When determining which framework to use, I think one thing to remember 
is that there is an optimal relational model to support every object 
model.  There is not an optimal object model to represent every 
relational model.  Use hibernate if you have mostly standard 
queries(CRUD, Find by Criteria, etc.) and if you are designing your 
object model first, then a relational model to support the object model. 

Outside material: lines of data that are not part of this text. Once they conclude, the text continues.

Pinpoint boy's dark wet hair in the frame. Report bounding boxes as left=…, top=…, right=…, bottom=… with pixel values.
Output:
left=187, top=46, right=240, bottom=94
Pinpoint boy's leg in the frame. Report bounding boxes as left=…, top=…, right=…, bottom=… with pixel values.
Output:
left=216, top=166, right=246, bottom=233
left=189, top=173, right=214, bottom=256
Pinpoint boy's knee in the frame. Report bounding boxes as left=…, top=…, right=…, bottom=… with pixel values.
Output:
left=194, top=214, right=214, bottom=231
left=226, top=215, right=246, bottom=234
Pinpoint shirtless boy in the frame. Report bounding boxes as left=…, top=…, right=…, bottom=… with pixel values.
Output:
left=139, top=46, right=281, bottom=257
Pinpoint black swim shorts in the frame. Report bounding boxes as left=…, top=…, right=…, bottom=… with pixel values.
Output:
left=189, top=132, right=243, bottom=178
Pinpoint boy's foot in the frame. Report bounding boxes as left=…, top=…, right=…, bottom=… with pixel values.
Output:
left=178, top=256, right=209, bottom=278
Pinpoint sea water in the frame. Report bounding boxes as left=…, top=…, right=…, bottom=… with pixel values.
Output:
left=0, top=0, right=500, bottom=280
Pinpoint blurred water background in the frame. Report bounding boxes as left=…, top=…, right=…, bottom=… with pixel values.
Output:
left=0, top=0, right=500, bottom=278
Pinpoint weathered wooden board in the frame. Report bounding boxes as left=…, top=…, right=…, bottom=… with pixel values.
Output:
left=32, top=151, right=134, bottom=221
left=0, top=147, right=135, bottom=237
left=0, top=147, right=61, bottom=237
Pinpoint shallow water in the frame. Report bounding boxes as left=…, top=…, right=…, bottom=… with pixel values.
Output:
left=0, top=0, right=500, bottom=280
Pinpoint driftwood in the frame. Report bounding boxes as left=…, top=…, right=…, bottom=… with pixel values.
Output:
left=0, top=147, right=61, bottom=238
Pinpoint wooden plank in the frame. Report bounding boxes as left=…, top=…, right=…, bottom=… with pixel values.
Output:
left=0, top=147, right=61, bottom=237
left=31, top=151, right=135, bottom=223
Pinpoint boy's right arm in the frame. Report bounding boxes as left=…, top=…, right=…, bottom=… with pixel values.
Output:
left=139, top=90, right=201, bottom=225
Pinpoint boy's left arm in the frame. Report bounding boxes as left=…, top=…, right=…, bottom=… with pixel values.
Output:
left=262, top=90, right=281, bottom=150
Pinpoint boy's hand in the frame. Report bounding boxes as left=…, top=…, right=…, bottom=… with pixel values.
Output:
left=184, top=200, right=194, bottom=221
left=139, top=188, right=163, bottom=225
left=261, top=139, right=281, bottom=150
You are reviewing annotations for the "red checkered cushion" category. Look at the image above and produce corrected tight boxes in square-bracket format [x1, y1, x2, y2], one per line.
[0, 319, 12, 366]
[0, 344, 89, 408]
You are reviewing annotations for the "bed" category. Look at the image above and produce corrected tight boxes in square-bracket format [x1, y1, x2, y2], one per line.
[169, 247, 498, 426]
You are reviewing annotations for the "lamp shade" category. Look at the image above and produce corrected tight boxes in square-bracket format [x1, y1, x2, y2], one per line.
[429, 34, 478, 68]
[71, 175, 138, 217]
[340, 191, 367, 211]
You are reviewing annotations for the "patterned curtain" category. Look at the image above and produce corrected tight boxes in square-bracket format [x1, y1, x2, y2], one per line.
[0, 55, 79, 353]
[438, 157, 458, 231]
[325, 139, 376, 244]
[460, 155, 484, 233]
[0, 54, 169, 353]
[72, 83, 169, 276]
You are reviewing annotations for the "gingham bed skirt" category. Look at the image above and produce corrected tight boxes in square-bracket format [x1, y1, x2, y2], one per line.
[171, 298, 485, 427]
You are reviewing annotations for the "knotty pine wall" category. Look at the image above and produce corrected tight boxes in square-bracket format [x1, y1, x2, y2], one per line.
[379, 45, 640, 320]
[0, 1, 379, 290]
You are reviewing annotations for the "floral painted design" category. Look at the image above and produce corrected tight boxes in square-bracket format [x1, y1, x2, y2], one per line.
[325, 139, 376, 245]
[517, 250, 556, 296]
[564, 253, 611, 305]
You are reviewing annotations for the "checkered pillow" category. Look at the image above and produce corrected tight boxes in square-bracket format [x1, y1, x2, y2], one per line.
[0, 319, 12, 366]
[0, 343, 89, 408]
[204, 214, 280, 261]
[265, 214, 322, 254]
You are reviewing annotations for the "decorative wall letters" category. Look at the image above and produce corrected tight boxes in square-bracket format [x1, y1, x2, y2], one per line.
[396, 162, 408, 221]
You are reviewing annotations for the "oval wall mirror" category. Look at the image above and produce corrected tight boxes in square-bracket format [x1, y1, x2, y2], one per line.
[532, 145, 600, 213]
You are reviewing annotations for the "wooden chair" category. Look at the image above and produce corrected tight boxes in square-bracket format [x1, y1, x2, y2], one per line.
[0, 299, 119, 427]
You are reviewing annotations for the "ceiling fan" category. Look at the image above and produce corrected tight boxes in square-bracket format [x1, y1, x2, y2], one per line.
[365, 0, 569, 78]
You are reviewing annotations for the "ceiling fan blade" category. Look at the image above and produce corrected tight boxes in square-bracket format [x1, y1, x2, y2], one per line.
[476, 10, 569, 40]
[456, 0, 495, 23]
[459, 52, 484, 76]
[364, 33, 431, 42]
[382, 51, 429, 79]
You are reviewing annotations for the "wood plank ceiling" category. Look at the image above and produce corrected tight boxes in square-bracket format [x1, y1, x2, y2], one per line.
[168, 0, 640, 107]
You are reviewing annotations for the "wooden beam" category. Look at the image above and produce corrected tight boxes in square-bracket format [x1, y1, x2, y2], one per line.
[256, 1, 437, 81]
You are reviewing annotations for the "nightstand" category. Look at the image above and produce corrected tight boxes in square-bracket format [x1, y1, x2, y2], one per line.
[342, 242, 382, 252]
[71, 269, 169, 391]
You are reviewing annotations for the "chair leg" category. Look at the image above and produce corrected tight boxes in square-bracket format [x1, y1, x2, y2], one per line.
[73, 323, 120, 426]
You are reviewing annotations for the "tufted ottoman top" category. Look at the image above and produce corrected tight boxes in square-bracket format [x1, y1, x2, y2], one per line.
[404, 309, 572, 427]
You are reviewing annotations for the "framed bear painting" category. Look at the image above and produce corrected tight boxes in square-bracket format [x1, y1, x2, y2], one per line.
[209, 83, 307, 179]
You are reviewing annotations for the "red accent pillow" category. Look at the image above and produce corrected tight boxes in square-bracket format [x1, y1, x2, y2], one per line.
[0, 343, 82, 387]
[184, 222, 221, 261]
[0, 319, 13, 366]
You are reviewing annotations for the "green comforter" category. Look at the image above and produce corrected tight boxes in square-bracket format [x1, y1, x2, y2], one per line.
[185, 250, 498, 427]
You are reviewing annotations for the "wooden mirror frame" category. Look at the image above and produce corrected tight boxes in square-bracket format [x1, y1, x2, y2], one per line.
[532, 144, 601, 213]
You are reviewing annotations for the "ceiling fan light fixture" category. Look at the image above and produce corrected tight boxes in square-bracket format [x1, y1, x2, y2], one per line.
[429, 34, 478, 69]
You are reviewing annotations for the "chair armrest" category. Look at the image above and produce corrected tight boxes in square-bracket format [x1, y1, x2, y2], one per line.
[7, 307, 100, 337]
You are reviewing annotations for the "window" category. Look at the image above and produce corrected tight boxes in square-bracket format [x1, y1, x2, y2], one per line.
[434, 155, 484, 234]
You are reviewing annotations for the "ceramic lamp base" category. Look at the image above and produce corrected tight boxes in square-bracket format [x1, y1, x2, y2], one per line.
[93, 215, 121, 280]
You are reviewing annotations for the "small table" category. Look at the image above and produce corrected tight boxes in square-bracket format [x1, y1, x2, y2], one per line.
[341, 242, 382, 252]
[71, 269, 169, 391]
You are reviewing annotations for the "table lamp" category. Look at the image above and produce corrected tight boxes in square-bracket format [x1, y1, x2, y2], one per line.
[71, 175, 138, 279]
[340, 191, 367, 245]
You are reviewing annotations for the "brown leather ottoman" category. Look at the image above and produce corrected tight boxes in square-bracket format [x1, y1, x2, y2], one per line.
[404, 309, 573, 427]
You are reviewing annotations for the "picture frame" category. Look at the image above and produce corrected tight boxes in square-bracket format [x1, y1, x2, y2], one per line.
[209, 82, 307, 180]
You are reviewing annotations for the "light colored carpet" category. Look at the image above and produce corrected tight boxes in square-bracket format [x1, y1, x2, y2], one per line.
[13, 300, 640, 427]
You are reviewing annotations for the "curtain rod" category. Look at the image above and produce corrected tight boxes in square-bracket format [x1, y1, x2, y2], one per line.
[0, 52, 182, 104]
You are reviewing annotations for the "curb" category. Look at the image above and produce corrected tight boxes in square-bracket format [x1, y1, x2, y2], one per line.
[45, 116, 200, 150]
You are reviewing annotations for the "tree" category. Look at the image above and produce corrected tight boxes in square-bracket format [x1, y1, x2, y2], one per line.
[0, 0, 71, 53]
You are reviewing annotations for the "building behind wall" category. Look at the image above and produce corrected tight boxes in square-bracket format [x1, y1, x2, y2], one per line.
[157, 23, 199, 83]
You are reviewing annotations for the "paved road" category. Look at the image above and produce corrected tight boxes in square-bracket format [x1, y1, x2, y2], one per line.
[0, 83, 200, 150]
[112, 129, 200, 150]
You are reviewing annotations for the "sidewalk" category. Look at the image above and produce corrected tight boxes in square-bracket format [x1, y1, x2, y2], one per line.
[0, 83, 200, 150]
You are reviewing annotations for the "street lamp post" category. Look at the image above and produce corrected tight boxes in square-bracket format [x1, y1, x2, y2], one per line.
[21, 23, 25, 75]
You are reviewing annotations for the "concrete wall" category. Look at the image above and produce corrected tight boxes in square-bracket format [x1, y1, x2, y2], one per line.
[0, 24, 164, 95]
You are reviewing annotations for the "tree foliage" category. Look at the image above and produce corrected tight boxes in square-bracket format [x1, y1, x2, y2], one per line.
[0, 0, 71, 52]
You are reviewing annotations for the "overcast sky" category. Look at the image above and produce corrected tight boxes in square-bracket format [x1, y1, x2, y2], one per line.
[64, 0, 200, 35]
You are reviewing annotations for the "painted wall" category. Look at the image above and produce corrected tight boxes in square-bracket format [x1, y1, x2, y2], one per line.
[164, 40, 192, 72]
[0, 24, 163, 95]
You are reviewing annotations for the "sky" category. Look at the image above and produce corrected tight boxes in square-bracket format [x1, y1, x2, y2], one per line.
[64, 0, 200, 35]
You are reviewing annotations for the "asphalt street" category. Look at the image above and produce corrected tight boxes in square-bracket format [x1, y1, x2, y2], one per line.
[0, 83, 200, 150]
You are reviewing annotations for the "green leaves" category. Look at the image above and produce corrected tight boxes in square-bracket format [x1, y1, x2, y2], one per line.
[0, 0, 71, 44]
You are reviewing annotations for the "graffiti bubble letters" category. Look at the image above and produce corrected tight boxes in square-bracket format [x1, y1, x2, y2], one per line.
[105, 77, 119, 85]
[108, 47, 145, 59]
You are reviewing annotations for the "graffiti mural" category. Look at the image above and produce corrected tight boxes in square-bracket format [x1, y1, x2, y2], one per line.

  If you are working with a legacy system or a schema designed by a DBA, 
iBATIS often makes a better choice.  If you try to shoehorn hibernate 
into a relational model created by a DBA who could care less about 
objects and thinks in terms of tables, columns, relationships and record 
sets, then you will get along better with your DBA if you use iBATIS, 
especially if the model is complex and may entail queries with outer 
joins and nested subqueries.  You can tell them "All of the SQL 
statements used by my application are stored in these XML files outside 
of my Java code, so you can easily review them".  DBAs like that.  Of 
course, you might be lucky enough to work with a DBA that is familar 
with OO design and ORM tools like hibernate, in which case hibernate 
might make a better choice.

Bottom line, in my experience, compared to Hibernate, iBATIS is more 
flexible, has a shorter learning curve, but can take more time to 
develop and maintain, since you have to write all your queries and if 
your object model changes you have to go through all your queries and 
make sure to make all the necessary changes to reflect the changes in 
your object model.  I must admint though that I am biased because I have 
more experience with iBATIS.  As I gain more experience with Hibernate, 
I could be singing a different tune.


Tim Christopher wrote:
> Hi,
> 
> Can anyone point me in the right direction of a site that compares
> iBATIS to similar products, ie. Hibernate.
> 
> Cheers,
> 
> Tim Christopher
> 
> Ps. Is it possible to specifiy a flush interval in a unit other than
> hours?  Also is there an upper limit for the time?